R.I.P. #4 The Haunted Hotel

First published in 1879 in Belgravia Magazine, The Haunted Hotel: A Mystery of Modern Venice is set in 1860. At only 127 pages, the blurb says it is "perhaps [Collins'] last lucid effort (before ill health and opium drained his powers)." It is a fast-paced little novel that may have been based on an actual French crime. Collins' version has a mysterious countess, a murder, a secret room, a dungeon converted to a chemistry lab, a ghost, and a love story.

Definitely not a feminist novel, both the heroine and the villainess ask forgiveness for their feminine frailties on more than one occasion. Although Collins may really have intended to create frail and sensitive women, both the heroine and villainess exhibit a good deal more strength of will than do their male counterparts, they just make sure to request patience with the weaknesses of their gender. A good book for a "dark and stormy night." Gothic and Victorian and fun.

I had no idea when I chose my books that 3 of them would be so short.
The Le Fanu novel is longer, I think.
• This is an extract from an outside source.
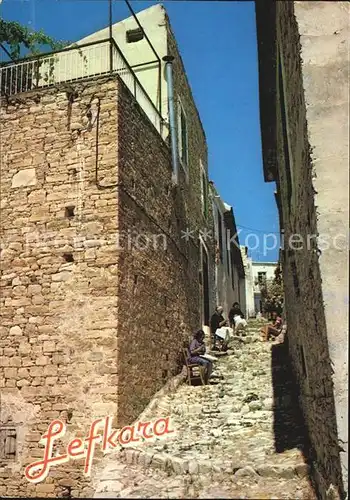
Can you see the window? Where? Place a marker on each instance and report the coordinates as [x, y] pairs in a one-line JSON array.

Having so many that are such quick reads means I can start considering which "bonus" books to read in the R.I.P. vein.


  1. ooh.. this looks great!
    and here, most of my RIP books are longer than expected :P

  2. Angela, THH was quite entertaining. I'm reading some of the reviews on other blogs that look interesting for my bonus books, but right now will concentrate on A Map of Glass and other library books that are stacked and waiting.

  3. This one sounds great. I am really enjoying Woman in White and am sure that more Collins will be in my future after that!

  4. I'm so glad you came up with this challenge, Carl. Reading all of the reviews and comments on other blogs has been a treat in itself!
    Wilkie Collins must have had a lot of fun, don't you think?

  5. Yes, I'd like to read more about him as he seems like an interesting character based on his novels.

  6. Carl, I did read somewhere that during his time, he was more popular than Dickens. I can imagine how entertaining these novels must have been in the late 1800's!